The reference architecture: parse → chunk → embed → index, then retrieve → fuse → rerank → generate.
Build incrementally, test each stage before adding the next.
Build evaluation early. Without eval, you can’t tell if you’re improving.
Hybrid retrieval + reranking is the modern default for the retrieval side.
Conversational rewriting + HyDE are the most useful query-side techniques.
Operational discipline matters more than any single component choice.
Most RAG quality is in the chunking and retrieval, not the LLM.

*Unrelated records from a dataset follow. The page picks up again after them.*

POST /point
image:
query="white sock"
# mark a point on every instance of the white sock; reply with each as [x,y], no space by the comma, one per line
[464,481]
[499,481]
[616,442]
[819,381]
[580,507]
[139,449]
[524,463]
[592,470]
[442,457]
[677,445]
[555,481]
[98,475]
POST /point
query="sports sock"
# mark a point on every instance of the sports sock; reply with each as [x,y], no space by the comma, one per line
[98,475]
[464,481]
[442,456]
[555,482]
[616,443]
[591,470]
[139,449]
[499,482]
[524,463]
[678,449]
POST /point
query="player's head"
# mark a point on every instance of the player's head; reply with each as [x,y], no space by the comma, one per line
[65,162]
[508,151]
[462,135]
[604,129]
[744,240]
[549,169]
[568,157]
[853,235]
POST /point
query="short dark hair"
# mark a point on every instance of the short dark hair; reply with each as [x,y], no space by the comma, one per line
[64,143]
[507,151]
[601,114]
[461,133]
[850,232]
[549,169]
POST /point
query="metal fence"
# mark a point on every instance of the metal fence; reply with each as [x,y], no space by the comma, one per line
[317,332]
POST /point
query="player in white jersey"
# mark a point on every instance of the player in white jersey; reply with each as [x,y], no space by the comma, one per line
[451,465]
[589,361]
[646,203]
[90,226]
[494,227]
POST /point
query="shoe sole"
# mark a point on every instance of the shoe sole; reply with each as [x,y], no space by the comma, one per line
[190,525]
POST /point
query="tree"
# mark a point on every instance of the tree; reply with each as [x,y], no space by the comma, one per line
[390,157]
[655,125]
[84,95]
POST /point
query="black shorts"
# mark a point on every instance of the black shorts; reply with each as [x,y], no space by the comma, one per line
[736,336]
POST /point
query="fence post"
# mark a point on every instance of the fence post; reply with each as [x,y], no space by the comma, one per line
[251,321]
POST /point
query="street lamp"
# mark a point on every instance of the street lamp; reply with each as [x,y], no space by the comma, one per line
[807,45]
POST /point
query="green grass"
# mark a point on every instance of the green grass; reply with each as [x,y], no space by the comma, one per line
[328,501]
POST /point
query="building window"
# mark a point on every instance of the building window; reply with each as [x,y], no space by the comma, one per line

In Part V — Agents, Tool Use, and Workflow Orchestration — we shift from retrieval to action.

Read it yourself

LangChain and LlamaIndex documentation — both have end-to-end RAG tutorials.
The LangSmith documentation on RAG evaluation.
The Pinecone learning resources on RAG architecture.
Building LLM Applications for Production posts by Chip Huyen.
The Anthropic / OpenAI cookbook examples for RAG.

Practice

Sketch the architecture for a RAG system serving a customer support knowledge base. Identify each component and your choice for it.
Build a minimal RAG system in 100 lines of Python: parse a few PDFs, chunk, embed (with sentence-transformers), retrieve (FAISS), generate (with the OpenAI API).
Curate a 20-question golden set for the system you built. Run it and report results.
Identify three failure modes in your RAG system. How would you fix each?
Design the indexing pipeline for a RAG system over 1M Wikipedia articles. What’s the chunking? What’s the embedder?
Why is “build something working before optimizing” the right approach? Argue.
Stretch: Build a complete production-grade RAG system with all the components in §65.1. Run a real evaluation and iterate until you reach a quality threshold.